The vegetable gardens
The three vegetable gardens play an important role within the entire garden and contribute to its structure. They provide vegetables all year round, even in winter, while spring offers the real profusion of them.
The vegetable gardens are worked by hand, cultivated naturally: fertilized with animal manure, weeded by hand and mulched with grass clippings or vegetable waste, never treated with chemicals. They are irrigated with drip irrigation, sparingly.
Seedlings are produced from the end of December under a small cold shelter, a structure of reeds covered with a transparent film. Direct sowing begins when the soil warms up, from mid-February for the hardiest varieties.
The vegetables from the garden go straight to the plate, and the virtues of this very short circuit are perceptible even to the most obtuse palates.

Small-scale livestock farming
For the fellahs, livestock breeding is second nature. They place it, in their unconscious hierarchy, above agriculture. No farm, however small, is without a few animals: a few sheep, a few goats in the mountains, one or two cows for milk, if there is enough space for fodder, the inevitable chickens that circulate freely around the house and even in the inner courtyards, turkeys, rabbits, and more rarely ducks or geese.
In the countryside, this small animal husbandry is a welcome addition that fits in perfectly with the crops: the animals feed on the fodder produced, the weeding, the pruning, and provide manure in return. Finally, a hen is occasionally brought in to liven up meals, to honour the visit of a relative, and the ram is sacrificed at Eid el Kebir, the "great feast" literally, or Aid al Adha (the feast of the sacrifice), the main religious feast, an opportunity for families to get together around this ritual.
In Dar Rana, there is always a place for animals. They bring life, an unparalleled animation.
The two donkeys are regularly used for transport, pulling an indestructible cart. They are also used for soil work. Two of them pull a wooden plough in narrow plots where tractors cannot enter. Finally, they produce abundant quality manure.

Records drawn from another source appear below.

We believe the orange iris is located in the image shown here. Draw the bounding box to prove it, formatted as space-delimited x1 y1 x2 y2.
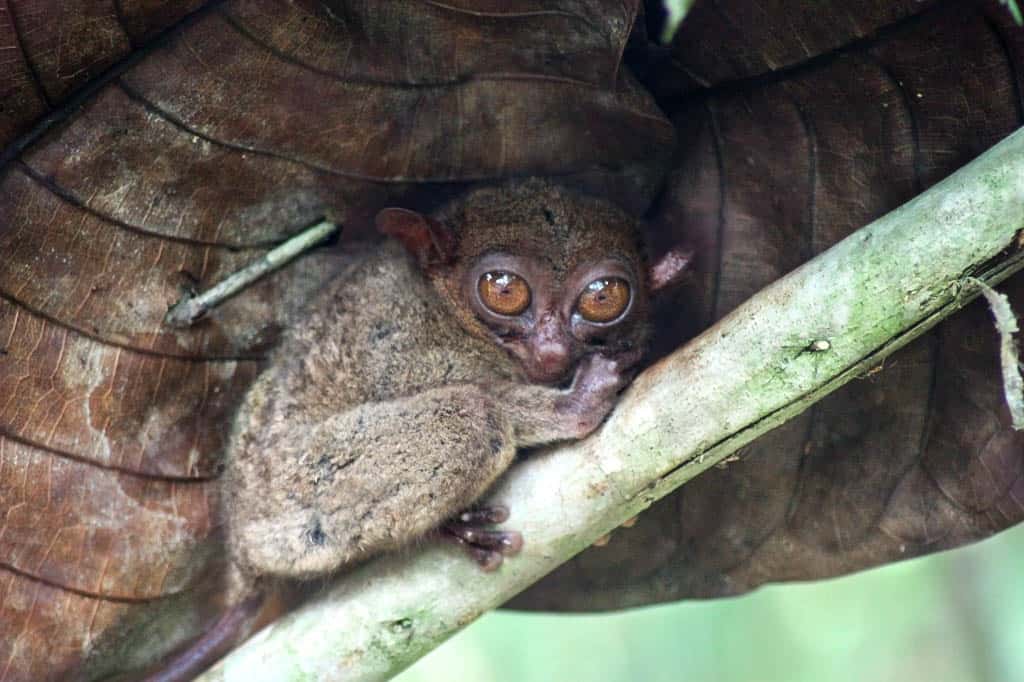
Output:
577 278 630 323
477 270 530 315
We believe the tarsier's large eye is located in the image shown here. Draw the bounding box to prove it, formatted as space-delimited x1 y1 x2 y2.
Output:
477 270 530 315
577 278 630 323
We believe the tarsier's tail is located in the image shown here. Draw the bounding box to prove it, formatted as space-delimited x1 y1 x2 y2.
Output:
142 594 263 682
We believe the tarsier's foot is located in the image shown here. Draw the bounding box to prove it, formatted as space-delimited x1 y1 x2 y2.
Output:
441 507 522 571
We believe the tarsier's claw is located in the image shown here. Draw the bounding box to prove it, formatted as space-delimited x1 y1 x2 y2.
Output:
441 506 522 571
459 505 509 525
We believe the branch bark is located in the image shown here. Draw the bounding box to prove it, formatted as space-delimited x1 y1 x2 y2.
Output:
193 125 1024 682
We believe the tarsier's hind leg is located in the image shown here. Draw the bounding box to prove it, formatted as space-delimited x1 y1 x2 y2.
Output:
229 385 521 578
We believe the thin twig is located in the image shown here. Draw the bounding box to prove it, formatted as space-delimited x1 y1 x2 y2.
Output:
201 130 1024 682
164 220 338 328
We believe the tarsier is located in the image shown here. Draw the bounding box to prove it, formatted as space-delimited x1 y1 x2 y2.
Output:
148 178 687 679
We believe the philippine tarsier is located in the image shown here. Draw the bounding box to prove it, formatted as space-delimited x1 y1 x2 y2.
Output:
146 178 687 672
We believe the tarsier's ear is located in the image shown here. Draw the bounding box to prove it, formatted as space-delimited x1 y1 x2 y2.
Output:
648 247 693 292
376 208 456 267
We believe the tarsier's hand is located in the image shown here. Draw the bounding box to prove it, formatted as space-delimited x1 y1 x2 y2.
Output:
556 350 642 438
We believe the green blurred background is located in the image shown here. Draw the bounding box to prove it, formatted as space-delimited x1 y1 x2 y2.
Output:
396 518 1024 682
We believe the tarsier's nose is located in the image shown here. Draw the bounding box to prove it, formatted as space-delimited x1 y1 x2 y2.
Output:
528 312 572 382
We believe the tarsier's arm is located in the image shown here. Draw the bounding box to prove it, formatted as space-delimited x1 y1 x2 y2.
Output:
230 355 632 579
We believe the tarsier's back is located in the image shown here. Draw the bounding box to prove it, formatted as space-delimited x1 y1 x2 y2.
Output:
224 179 682 592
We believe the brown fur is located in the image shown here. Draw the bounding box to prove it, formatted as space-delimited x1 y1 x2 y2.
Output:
224 179 679 592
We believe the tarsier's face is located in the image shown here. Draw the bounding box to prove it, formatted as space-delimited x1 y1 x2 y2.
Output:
377 178 671 384
451 182 647 384
462 251 643 383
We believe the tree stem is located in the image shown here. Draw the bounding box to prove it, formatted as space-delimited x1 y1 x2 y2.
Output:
201 124 1024 682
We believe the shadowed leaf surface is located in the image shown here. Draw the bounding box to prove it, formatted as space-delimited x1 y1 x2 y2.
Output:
0 0 675 680
514 2 1024 609
0 0 1024 680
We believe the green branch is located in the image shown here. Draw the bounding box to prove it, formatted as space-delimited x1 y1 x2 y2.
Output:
195 131 1024 682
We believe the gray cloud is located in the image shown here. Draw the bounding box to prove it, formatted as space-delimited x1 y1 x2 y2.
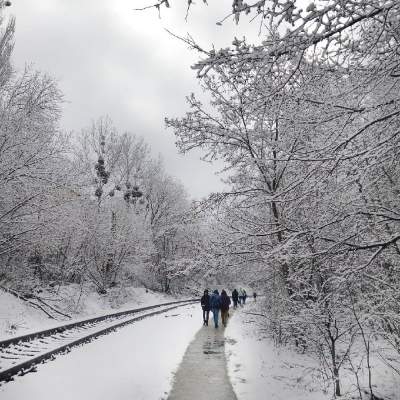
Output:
7 0 257 198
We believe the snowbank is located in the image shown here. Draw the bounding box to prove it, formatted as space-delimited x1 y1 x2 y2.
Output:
0 285 185 340
226 301 400 400
225 305 330 400
0 305 201 400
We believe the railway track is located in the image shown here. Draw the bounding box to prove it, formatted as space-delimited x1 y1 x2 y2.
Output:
0 299 198 385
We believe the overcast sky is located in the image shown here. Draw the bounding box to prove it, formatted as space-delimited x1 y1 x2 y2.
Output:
7 0 257 198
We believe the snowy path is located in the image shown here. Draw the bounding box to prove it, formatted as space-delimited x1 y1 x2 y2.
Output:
168 321 236 400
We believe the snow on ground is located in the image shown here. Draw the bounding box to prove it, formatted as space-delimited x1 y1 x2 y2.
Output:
0 285 184 340
226 300 400 400
0 290 54 340
0 305 201 400
225 300 331 400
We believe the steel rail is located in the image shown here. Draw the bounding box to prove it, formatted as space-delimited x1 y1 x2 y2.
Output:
0 299 198 383
0 299 198 351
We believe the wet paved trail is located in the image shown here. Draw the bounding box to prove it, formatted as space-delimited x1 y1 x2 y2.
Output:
168 321 236 400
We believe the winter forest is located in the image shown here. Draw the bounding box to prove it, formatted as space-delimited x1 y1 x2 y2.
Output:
0 0 400 400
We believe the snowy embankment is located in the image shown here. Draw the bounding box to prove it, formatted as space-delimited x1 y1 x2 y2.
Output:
0 285 181 340
0 305 201 400
225 304 330 400
226 303 400 400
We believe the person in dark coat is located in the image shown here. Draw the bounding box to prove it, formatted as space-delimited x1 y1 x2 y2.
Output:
232 289 239 308
210 289 221 328
221 290 231 326
200 289 210 326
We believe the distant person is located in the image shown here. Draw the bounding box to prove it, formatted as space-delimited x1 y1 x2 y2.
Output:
221 290 231 326
200 289 210 326
210 289 221 328
232 289 239 308
239 288 245 306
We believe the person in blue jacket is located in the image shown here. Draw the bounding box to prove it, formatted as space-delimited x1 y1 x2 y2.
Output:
200 289 210 326
210 289 221 328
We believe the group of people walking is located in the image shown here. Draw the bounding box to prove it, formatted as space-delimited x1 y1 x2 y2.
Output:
200 289 231 328
200 289 257 328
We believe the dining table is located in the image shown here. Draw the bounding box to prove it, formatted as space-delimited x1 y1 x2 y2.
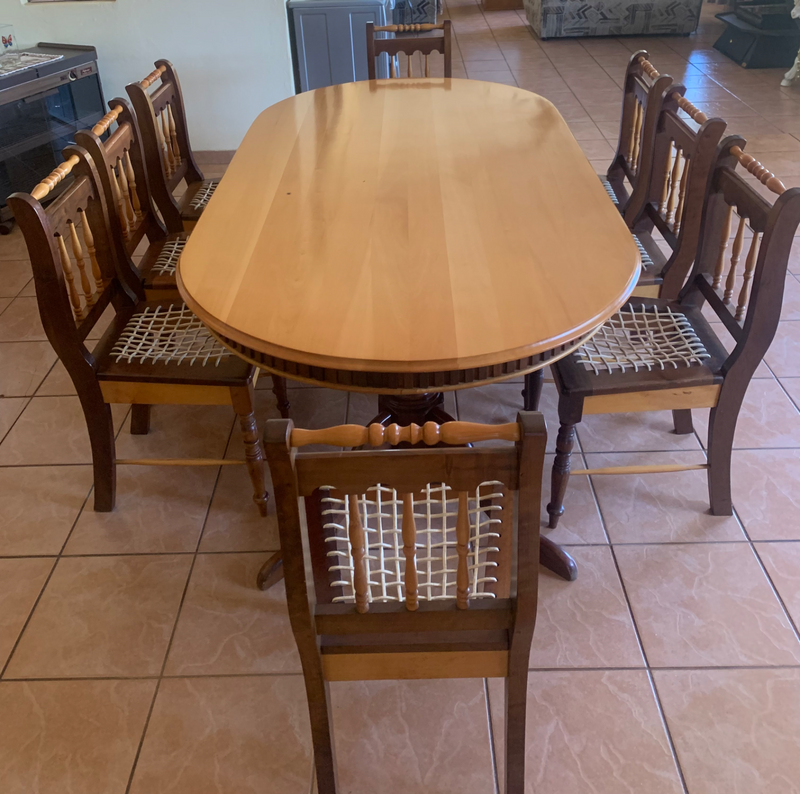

The farmyard is home to chickens of various breeds as well as turkeys, while guinea fowl roam freely under the olive trees. The space available to these small animals and their varied diets allow for the production of quality poultry for the kitchen.

The sheep are happy on the farm, and the products of the weeding, the vegetable tops, and the pruning of the olive trees are usually enough to feed the few residents.